J’ai fait un rêve étrange et pénétrant, le souvenir m’en est revenu en prenant mon petit déjeuner.
Ce faisant, je me suis demandé, si les rêves ont un sens particulier. D’aucuns pensent qu’ils
reflètent nos peurs, ou nos désirs les plus profonds, d’autres que c’est le fait de mots ou d’actes,
de notre journée restés dans notre inconscient. Ma grand-mère disait qu’en parler les efface. Par
cette affirmation, elle nous invitait à les raconter pour juguler nos frayeurs. Mais quand ils sont
beaux pourquoi ne devrait- t- on pas les partager, au risque de les oublier ?
Un rêve dit étrange peut être : lyrique, charmant, poétique, impressionnant, abracadabrant,
inquiétant. L’étrangeté, vient surtout du contexte, et de notre état émotionnel du moment.
Par exemple, cette nuit je me promenais au bord de l’eau. Tout le marécage s’étirait de brumes
basses, une angoisse aurait pu m’étreindre, faisant rejaillir en moi les douleurs du passé.

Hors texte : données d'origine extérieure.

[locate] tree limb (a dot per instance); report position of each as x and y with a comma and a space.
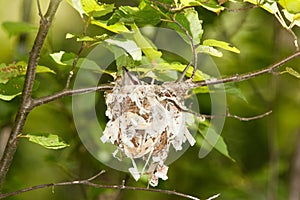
68, 92
213, 81
88, 182
249, 75
26, 99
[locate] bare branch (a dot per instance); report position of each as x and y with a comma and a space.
75, 61
88, 182
26, 99
195, 55
246, 76
68, 92
234, 78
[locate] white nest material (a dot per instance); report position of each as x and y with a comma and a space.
144, 121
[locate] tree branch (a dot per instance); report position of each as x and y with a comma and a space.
26, 99
246, 76
68, 92
213, 81
88, 182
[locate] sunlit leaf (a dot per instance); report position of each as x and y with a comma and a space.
293, 18
48, 141
190, 21
220, 44
128, 45
14, 87
95, 8
17, 69
91, 7
57, 57
142, 15
14, 28
209, 50
10, 71
147, 46
115, 28
292, 6
268, 6
207, 4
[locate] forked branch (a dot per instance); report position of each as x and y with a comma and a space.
25, 105
88, 182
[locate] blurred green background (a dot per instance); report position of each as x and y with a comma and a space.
264, 149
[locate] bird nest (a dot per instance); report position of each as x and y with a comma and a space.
145, 120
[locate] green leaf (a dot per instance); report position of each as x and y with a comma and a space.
48, 141
91, 7
190, 21
210, 5
147, 47
14, 87
271, 6
128, 45
220, 44
293, 18
115, 28
14, 28
209, 50
10, 71
18, 69
57, 57
141, 16
292, 6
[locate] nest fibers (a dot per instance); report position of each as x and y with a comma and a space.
144, 121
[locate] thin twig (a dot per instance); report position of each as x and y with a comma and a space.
234, 78
88, 182
246, 76
69, 92
26, 99
76, 59
195, 55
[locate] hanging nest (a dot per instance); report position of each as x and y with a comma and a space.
144, 121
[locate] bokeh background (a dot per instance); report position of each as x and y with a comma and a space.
264, 150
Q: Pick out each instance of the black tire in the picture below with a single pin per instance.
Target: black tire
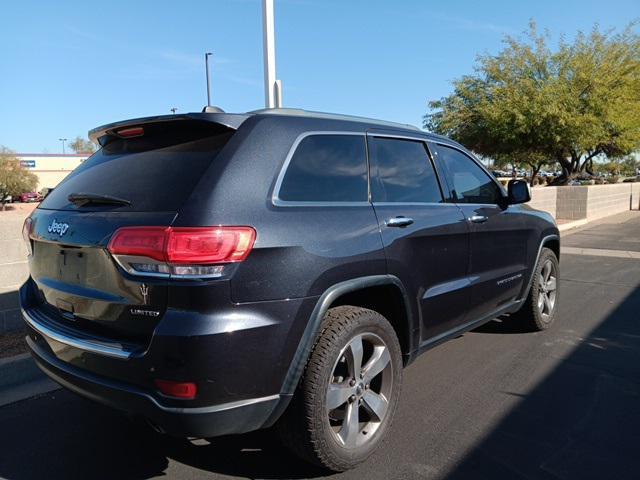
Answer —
(530, 316)
(307, 427)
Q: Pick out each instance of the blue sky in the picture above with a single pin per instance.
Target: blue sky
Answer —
(69, 66)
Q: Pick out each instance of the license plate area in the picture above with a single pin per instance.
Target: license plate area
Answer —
(72, 266)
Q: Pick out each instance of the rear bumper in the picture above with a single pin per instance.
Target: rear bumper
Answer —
(237, 354)
(234, 417)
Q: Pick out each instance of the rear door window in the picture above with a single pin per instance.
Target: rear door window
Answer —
(155, 172)
(326, 168)
(401, 171)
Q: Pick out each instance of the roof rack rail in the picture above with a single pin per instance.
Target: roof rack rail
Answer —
(331, 116)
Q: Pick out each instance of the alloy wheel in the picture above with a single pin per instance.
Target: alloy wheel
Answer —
(359, 391)
(547, 291)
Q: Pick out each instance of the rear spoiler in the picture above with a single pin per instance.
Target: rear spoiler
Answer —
(229, 120)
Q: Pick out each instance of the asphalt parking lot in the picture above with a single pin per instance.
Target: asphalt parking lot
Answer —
(495, 403)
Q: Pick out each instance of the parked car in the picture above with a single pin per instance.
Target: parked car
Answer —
(279, 267)
(45, 192)
(28, 197)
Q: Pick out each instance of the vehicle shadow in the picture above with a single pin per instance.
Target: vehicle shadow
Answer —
(582, 420)
(501, 325)
(85, 440)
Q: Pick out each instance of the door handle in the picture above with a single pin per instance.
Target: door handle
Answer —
(399, 222)
(478, 218)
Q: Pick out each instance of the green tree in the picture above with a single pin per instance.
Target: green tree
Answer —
(14, 179)
(80, 145)
(566, 105)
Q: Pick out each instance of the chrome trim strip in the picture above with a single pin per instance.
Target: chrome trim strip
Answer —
(414, 138)
(75, 342)
(278, 202)
(125, 262)
(216, 408)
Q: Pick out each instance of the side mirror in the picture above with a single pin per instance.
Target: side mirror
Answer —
(518, 192)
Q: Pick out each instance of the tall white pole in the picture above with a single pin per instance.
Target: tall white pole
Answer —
(269, 51)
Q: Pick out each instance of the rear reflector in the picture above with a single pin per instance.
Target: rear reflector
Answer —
(182, 250)
(26, 234)
(184, 390)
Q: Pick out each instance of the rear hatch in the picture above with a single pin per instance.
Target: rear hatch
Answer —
(141, 176)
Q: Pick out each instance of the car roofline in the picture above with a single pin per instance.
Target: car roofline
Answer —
(229, 120)
(298, 112)
(234, 120)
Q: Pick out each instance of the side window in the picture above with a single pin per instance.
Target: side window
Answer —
(327, 168)
(470, 184)
(401, 171)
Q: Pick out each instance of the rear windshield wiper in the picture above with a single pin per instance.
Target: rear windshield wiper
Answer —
(82, 199)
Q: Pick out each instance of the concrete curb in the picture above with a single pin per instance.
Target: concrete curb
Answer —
(571, 225)
(20, 379)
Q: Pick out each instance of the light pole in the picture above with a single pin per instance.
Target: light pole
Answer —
(272, 87)
(206, 64)
(62, 140)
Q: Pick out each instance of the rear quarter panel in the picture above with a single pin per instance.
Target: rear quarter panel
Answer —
(300, 251)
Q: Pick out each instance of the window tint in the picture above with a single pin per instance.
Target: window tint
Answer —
(327, 168)
(401, 171)
(470, 184)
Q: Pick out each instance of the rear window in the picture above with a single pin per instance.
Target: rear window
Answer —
(155, 172)
(327, 168)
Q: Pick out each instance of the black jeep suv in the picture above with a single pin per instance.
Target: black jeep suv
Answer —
(219, 273)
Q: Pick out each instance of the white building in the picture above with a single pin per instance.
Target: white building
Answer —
(50, 168)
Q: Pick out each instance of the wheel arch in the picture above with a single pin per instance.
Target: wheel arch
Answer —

Et
pourtant non. J’étais heureuse, ma journée avait été superbe, ensoleillée, entre amis. Le repas
était délicieux, et les vins tout autant. En fait je prolongeais par le rêve ces moments idylliques.
J’avançais sur un sentier, à la fraicheur du matin. La brume donnait à l’eau des reflets argentés,
tout était paisible, à telle enseigne que mon sang aussi s’était immobilisé. Les oiseaux
s’éveillaient, et leurs pépiements, tels des flûtes aux envolées musicales légères, venaient
interrompre le silence.
Soudain, apparurent devant moi, émergeant du marécage, à différentes hauteur, des objets en
osier Ils faisaient penser à des tubas, trois instruments de musique qui, en se reflétant dans l’eau
formaient une ronde de six. Des sons charmants en sortirent, puissants et mélodieux à la fois.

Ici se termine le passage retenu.